All those things have changed since 2012, and many teams ran CAN-only control systems successfully in 2015. As a result, this is the first season that CAN is a viable option for 254.

This speaks volumes.

We stayed away from CAN for a long time because of the reliability stories on CD. But last year we went all in with 9 Talon SRX controllers. They work as advertised, we were quite pleased.

In 2015, 3467 also went whole hog with the Talon SRX - we used one running the built-in Speed Control mode for each of our four mecanum wheels, and two (1 master, one slave) for driving our elevator with Positional PID. One of our mentors insisted that the built-in PID algorithm could be faster (he was looking more for a motion-control mode), but it all worked well enough with a minimum of muss or fuss.
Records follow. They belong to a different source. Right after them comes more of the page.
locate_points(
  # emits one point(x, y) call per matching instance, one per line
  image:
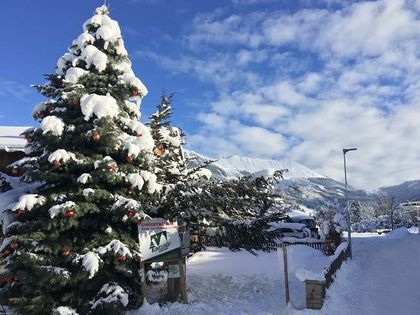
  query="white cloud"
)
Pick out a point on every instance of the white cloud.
point(306, 84)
Plus - One of the often overlooked advantages of CAN control is built-in current sensing on each motor - granted it wasn’t really that useful last year (unless maybe when we were building a twelve stack :wink: , but in a defense-heavy game, or a game where climbing might be required, being able to monitor current at the individual motor level might help to intelligently avoid those brown-out conditions that we were all worrying about around this time last year.

Can’t you do the same thing with one CAN run from the RoboRIO to the PDP? The CAN line would even have built-in termination at the PDP. No need for fancy CAN motor controllers if all you need is simple voltage control, and you can still have your current monitoring.

Yes - if all you care about is the overall current draw on the system, the built-in CAN in the Roborio and the PDP is all you need. I was simply pointing out that having intelligence about each current-drawing node might allow you to make intelligent, real-time decisions about which motor(s) to throttle back, depending on the game scenario.

The PDP allows you to monitor the current draw on each output(not just the total), so you can still achieve current control with PWM.

Actually with the new PDP you can get current draws for each power output. So as long as each motor controller is wired 1:1 with a power output on the PDP (which it should be according to 2015 rules), you can get the current draw from each motor.

See documentation here: http://www.ctr-electronics.com/control-system/pdp.html#product_tabs_description_tabbed

The Power Distribution Panel (PDP) is the latest DC power interface for competition robotics. The PDP uses CAN to connect directly to the roboRIO and allows for individual current monitoring on each channel.